While exercising is good for a healthy lifestyle, too much of it can harm your body! Doctors warn that excessive exercising, particularly by beginners, may be dangerous for bones.
Dr Jayant Arora, orthopaedics consultant at Columbia Asia Hospital, Gurgaon, says in general exercising is good for the body. But it can come with negative effects if people go over board.
“People who don’t exercise generally suddenly start doing heavy weight exercises, can encounter multiple injuries not just in bones but muscles too. Beginners especially, in excitement, start doing long-distance running. It poses the risk of stress fracture in the foot,” he says.
“I know many who want to participate in marathons and in the runup to it, start running for 2-3 kms every day. This when they are not even used to walking. They develop bone bruises which are not visible in X-rays. The right way is to begin is with brisk walking and then move to short-distance running. Then there are people who run everyday for 6-8 kms. If this is continued for 10-15 years regularly, the chances of that person developing arthritis is much higher,” adds Dr Jayant.
The health experts caution that beginning workouts in gym with heavy weights can be “disastrous.” Running on treadmill or doing weightlifts everyday for more than half-an-hour will start showing impact on knees over a period of time.

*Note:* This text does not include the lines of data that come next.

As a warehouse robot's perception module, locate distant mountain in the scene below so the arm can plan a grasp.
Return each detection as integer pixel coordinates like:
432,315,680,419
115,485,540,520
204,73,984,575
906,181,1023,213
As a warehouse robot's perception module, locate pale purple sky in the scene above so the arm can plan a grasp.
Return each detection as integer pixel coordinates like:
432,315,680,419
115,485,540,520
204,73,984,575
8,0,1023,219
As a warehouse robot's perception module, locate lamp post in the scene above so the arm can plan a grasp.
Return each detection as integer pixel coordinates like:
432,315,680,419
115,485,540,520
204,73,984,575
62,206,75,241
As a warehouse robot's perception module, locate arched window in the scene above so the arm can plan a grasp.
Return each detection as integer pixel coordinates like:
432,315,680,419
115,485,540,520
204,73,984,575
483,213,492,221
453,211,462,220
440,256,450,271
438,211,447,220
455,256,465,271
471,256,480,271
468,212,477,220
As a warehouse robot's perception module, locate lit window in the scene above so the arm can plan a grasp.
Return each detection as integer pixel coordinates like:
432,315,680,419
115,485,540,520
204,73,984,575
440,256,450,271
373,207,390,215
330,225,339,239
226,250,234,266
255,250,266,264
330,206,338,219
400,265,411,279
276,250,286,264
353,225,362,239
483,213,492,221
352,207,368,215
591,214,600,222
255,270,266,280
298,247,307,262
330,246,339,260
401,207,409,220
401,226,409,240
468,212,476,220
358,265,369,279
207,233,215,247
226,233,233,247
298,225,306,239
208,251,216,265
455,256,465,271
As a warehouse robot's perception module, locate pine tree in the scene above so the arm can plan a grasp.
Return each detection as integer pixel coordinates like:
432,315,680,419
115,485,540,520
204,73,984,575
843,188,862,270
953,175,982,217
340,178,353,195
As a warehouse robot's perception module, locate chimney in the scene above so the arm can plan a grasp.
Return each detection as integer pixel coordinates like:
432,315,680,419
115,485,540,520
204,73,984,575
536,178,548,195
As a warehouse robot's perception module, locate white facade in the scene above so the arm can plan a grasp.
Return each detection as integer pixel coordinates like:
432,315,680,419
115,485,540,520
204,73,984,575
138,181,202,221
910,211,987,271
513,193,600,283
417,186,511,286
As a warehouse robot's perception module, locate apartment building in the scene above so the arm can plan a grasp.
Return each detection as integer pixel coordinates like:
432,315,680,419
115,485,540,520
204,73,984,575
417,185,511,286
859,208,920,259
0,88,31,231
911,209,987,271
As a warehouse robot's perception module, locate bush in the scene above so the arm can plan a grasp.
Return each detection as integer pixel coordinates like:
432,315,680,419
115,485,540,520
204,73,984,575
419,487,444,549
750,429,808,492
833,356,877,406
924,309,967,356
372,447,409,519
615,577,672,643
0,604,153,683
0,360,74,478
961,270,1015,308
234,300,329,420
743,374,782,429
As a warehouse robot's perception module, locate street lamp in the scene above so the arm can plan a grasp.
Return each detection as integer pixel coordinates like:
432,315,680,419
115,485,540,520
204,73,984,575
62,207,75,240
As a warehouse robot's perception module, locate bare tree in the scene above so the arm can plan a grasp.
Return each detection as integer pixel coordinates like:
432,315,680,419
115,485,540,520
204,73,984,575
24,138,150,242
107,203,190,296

Dr Rajeev K Sharma, senior consultant orthopedics and joint replacement surgeon at Indraprastha Apollo Hospital, says excessive exercising that tests the limits of body’s strength can cause sprains in the wrist, neck and back or hurt the muscles. It can also cause damage to shoulders and knees.
“Running on a treadmill for more than 30 minutes a day can damage your knee as it is different from running on ground. You are trying to match the speed of the machine. Similarly, if weight is lifted beyond what the muscles can withstand, its impact is transferred to the spine. Its milder effects can be wrist sprain, elbow pain and sprain in neck,” points out Dr Rajeev.
Exercise should be done in a manner that each day a week, the stress is on one part of the body. “One day focus on chest exercise, the other day on arms and so on.
This allows that particular part of the body to recover. Also, do not keep doing same exercise everyday. This mentoring should come from the gym instructor. Each day working out for 45 minutes is enough,” advises Dr Jayant.
Begin with cardio exercises or warm up, move on to weight training and conclude with stretching for 10 to 15 minutes each. Don’t forget to change running shoes every six months else they cause heel pain.